## Vectorizing a loop calculation

Asked by Azura Hashim

### Azura Hashim (view profile)

on 24 Feb 2018
Latest activity Commented on by Meade

### Meade (view profile)

on 26 Feb 2018
Hi,
Is it possible to convert the loop below into a vector calculation? Thank you.
dataset=table();
dataset.value=rand(30,1);
dataset.time=sort(rand(30,1));
timefilter=dataset.time-0.2;
result1=repmat(NaN,height(dataset),1);
result2=repmat(NaN,height(dataset),1);
result3=repmat(NaN,height(dataset),1);
%Loop:
for row=5:height(dataset)
startrow=min(find(dataset.time >=timefilter(row)));
result1(row,1)=nansum(dataset.value(startrow:row));
result2(row,1)=length(dataset.value(startrow:row));
result3(row,1)=nanstd(dataset.value(startrow:row)) ;
end

Roger Stafford

### Roger Stafford (view profile)

on 24 Feb 2018
|I would say that the chance of finding a reasonable vectorization of your for-loop is very slim.
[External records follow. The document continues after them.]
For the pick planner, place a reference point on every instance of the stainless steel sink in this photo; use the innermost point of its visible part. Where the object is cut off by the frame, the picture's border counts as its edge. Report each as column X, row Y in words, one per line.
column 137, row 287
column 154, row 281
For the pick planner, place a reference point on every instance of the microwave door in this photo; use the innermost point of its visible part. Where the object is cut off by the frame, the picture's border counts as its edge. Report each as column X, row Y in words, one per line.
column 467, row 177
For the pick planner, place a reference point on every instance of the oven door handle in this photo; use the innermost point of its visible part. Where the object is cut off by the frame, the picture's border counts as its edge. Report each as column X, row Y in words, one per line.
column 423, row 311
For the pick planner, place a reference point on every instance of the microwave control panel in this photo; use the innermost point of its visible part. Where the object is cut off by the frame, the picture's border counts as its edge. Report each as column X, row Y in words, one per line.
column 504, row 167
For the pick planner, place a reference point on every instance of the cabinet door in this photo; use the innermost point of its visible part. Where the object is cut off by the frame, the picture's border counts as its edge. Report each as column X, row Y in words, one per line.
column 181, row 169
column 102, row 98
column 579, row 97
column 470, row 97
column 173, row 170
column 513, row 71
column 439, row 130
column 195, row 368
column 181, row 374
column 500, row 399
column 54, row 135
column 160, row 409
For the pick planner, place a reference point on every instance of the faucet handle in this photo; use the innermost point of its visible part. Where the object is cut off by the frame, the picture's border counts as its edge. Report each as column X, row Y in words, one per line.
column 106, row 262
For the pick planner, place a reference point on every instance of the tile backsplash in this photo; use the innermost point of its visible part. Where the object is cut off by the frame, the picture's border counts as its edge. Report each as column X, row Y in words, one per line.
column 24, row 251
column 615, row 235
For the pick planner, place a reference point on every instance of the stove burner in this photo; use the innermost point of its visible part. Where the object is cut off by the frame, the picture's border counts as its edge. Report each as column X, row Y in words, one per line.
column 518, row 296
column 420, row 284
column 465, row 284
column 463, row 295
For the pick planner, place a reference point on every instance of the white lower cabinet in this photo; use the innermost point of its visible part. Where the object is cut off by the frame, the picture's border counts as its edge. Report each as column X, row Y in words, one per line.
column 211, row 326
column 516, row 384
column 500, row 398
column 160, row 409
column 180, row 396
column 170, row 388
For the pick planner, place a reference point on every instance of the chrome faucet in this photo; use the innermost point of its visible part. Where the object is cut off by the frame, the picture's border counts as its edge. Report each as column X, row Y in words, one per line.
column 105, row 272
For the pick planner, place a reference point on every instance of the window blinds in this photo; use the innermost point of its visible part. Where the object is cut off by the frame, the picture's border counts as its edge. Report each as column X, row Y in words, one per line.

The trouble is that 'startrow' is a quite unpredictable quantity dependent on the vagaries of the random ascending values in 'dataset.time' and is not easily calculated without some kind of for-loop. It is the index of the first 'dataset.time' value whose difference from its value at index 'row' is less than or equal to .2 as 'row' ascends and that is difficult to vectorize. I believe it would be best done as an iterative process where one step depends on the results of the previous step, and that is not really the nature of most vectorization schemes. I think there exists a possibly better iterative method than is involved in your for-loops with their inefficient 'find' operation, however it would require a bit of time working it out.
I would point out that 'nansum' and 'nanstd' are surely unnecessary operations as opposed to 'sum' and 'std' since 'dataset.value' contains no NaN values. |
Azura Hashim

### Azura Hashim (view profile)

on 26 Feb 2018
Thanks. Yes nansum and nanstd is not required here. I took it from the code that handles the full size data which has NaNs.